Langley’s Draft Riser’s

Since the beginning of the draft process, I have been taking the time to dig in and evaluate each prospect and some players have risen in my rankings. This is not a list of players that are necessarily towards the top of the list in their respective position rankings, however, these are some players that I may not have had my eye on and once I took a deeper look, came away liking their prospects at the next level.

For the purposes of this post, I will keep it to two players on each side of the ball, and come back later with more guys catching my eye. As we move closer towards the 2021 NFL Draft, we are sure to see some of the usual suspects get their hype, skepticisms, and perhaps hear why teams should or should not draft them. It seems like a flat circle every year. Let’s take a look.
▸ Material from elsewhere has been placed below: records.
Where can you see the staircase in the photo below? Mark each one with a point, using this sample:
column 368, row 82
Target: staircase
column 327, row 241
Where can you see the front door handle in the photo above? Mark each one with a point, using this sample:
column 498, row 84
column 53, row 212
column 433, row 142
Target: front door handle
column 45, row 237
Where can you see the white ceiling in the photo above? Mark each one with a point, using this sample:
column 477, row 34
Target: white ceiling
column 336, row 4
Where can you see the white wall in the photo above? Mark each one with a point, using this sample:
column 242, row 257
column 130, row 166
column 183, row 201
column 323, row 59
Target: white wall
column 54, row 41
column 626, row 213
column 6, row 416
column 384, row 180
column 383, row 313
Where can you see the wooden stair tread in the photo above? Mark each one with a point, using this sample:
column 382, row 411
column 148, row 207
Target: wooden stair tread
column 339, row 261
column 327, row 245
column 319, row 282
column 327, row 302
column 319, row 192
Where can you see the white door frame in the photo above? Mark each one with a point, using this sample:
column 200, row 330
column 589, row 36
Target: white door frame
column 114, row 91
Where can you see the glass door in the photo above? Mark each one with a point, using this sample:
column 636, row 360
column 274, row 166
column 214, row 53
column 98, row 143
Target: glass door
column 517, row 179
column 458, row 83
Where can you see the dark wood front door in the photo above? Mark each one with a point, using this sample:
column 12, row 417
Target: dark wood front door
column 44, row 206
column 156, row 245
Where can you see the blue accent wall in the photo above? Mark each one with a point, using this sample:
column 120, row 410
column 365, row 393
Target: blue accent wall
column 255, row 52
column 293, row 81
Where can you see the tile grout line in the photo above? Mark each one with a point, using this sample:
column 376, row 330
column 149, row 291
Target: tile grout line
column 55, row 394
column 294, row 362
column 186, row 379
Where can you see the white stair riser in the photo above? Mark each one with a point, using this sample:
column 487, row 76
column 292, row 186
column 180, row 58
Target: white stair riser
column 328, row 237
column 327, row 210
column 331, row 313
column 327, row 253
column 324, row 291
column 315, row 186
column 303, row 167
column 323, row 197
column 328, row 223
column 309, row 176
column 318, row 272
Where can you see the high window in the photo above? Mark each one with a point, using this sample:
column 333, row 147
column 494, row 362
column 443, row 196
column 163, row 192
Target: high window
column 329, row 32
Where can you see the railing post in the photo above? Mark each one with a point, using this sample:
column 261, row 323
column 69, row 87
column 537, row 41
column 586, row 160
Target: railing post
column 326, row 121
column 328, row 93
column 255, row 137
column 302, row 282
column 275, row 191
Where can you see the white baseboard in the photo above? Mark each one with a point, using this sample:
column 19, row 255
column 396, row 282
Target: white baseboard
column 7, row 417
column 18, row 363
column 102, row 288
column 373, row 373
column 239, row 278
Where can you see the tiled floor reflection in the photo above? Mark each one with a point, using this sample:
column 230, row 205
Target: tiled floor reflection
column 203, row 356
Dyami Brown, WR North carolina

A while ago, I released my top ten wide receiver rankings, and Brown was left off that list. Upon digging more into the Tar Hell product, he exhibits a lot of the traits that translate well to the next level. I think it has come as no surprise that the speed in this draft is incredible, and Brown is another on that long list. What I like about Brown is he has “game speed” not every prospect possesses and has the ability to separate and create space. When he has the balls in his hands, Brown knows how to find the space to gain YAC yardage, something that is a forgotten trait in the receiving game. In a league that lives on big plays and dynamic play-makers, Brown will fit right in.
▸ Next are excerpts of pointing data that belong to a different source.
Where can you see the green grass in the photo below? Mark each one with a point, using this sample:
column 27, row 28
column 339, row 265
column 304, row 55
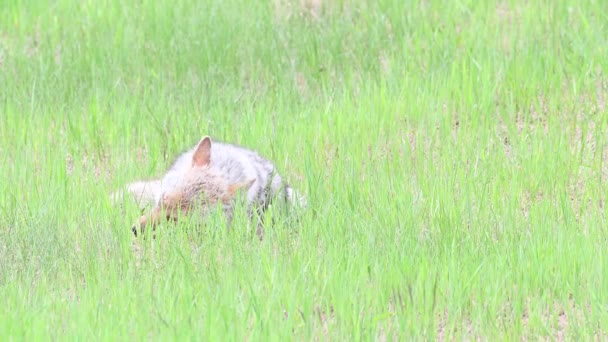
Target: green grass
column 454, row 155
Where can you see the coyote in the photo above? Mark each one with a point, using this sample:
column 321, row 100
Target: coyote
column 207, row 176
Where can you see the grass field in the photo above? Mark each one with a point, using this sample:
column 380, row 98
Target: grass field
column 454, row 155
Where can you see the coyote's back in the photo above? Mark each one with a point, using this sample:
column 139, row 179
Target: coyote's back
column 210, row 175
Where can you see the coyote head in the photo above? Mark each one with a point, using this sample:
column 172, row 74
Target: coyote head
column 201, row 188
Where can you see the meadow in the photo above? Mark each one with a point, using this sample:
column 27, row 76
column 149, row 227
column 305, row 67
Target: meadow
column 454, row 156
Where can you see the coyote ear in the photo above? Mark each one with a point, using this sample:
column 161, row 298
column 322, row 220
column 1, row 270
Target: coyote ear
column 232, row 189
column 202, row 154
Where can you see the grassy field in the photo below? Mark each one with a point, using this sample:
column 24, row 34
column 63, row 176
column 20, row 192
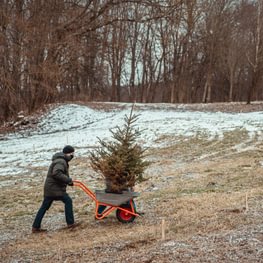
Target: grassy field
column 202, row 202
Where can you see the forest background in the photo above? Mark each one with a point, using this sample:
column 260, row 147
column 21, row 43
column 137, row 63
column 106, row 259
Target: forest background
column 174, row 51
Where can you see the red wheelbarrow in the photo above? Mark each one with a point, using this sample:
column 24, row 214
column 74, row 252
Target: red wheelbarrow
column 122, row 203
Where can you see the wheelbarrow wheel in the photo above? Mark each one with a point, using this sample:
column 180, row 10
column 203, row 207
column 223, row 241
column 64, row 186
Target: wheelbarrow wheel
column 123, row 216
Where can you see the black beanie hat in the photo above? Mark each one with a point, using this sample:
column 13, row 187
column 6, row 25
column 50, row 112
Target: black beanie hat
column 68, row 149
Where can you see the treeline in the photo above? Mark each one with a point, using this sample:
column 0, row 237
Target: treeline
column 178, row 51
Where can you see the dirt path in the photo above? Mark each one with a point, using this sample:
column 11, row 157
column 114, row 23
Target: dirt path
column 208, row 192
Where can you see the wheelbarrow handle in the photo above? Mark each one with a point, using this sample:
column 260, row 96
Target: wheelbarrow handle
column 84, row 188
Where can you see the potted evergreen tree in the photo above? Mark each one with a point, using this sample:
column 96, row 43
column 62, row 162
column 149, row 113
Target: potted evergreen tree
column 121, row 160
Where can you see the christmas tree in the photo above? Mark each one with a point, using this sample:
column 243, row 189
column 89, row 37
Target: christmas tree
column 121, row 161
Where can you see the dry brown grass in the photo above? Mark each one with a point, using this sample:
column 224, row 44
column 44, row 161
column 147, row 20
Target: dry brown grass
column 198, row 186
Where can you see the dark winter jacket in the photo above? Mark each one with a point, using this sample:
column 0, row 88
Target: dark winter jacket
column 57, row 176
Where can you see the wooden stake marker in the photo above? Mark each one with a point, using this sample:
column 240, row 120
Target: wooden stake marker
column 163, row 229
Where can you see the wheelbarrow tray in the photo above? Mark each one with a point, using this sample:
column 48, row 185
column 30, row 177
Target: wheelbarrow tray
column 114, row 199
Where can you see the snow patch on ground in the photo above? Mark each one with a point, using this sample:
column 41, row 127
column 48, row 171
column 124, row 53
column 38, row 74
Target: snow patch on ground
column 81, row 127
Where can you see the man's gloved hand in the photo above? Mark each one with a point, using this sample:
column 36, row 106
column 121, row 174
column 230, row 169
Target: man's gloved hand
column 71, row 183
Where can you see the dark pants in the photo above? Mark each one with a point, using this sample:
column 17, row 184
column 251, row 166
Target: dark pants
column 47, row 202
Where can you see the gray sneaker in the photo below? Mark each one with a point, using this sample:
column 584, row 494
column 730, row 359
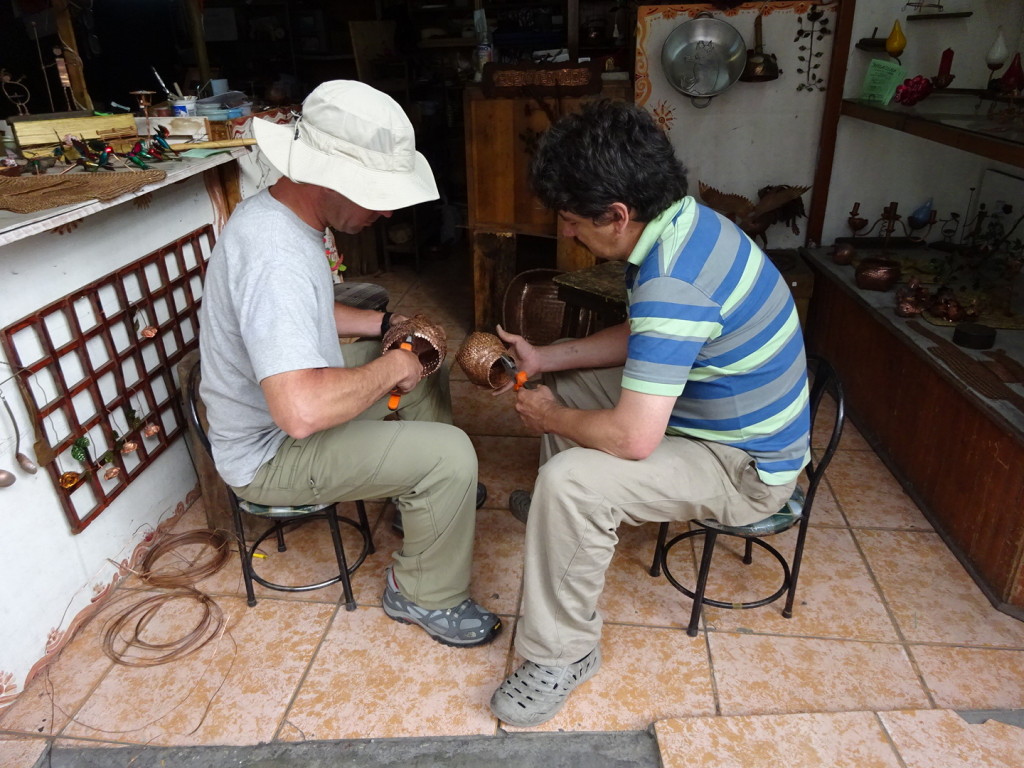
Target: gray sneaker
column 534, row 693
column 464, row 626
Anywhere round two into early round three would be the proper draft position for Brown to be taken. If I were to venture a guess, Brown will find himself being taken off the board anywhere early-to-mid second round, and whichever team selects him, will get themselves another dynamic piece to their passing game.

Sep 21, 2019; Miami Gardens, FL, USA; Miami Hurricanes tight end Brevin Jordan (9) carries the ball in the first quarter of a football game against the Central Michigan Chippewas at Hard Rock Stadium. Mandatory Credit: Sam Navarro-USA TODAY Sports

brevin jordan, te miami (fl)

There is a lot to like about Brevin Jordan, and what he can bring to a passing game at the next level. First, the knock; Jordan is not much in the line of a “blocker” and his frame projects more as a “tweener.” Now that we have that out of the way, I think there is a lot to like about Jordan, and optimism in his translation at the next level. Jordan has the athleticism to beat linebackers in coverage, and can bring diversity to a tight end group. The NFL is headed towards the more athletic style of tight ends as the league becomes more pass-happy. Where Jordan will thrive is in two tight end sets where he can be flexed out a bit off the line of scrimmage.
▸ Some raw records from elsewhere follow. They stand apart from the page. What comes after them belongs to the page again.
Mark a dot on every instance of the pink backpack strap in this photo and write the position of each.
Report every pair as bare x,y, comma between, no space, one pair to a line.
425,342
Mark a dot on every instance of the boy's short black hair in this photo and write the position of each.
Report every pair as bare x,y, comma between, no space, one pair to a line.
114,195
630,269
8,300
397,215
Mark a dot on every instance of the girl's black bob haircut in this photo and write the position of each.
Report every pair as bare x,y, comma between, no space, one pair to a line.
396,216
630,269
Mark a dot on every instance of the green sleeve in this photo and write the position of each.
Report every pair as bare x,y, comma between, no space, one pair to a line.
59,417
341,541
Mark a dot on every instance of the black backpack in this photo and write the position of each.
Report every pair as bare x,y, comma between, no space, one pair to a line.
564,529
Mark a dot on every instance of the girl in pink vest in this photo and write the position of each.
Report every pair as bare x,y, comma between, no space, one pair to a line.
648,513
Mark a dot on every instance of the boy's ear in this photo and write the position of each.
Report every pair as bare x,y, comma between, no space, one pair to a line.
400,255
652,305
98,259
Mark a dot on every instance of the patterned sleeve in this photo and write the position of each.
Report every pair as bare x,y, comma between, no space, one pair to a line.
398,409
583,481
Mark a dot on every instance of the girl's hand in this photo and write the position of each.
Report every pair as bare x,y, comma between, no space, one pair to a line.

And area Jordan will need to work on is his contested-catch ability, as it will obviously get tougher at the next level. However, as I have looked at this tight end class, I believe his upside and abilities put him towards the top of the list, and should be in line for a day two pick.

jordan smith, edge uab

If “traits” were a player, it would be Jordan Smith. Smith has a bit leaner of a frame at his height, however, he uses it to his advantage. I have found myself loving his upside as a day two pick with his dip move that he has seemed to perfect. One thing I like to see in edge rushers is length, as that is a great way to gain leverage on pass-rush moves. Smith feels like one of the most natural pass-rushers in this draft, and I have loved his tape. For my money, a team is getting a steal day two.

ifeatu melifonwu, cb syracuse

An underrated trait at the cornerback position to me is length, and that is something Ifeatu Melifonwu brings to the field. I see Melifonwu as a strong press-corner that can use his length to jam receivers at the line of scrimmage anf smother them. One drawback to Melifonwu is he isn’t much of a play-maker where you can expect him to come in and get interceptions, and as an off coverage corner, he needs some work. The good thing is I believe the issues are fixable, and cornerback is a position players continue to evolve at throughout their career; Marlon Humphrey is a great example of this. If Melifonwu studies the tape, works on his issues, he has the makings of being one of the better press cornerbacks in the league with his traits.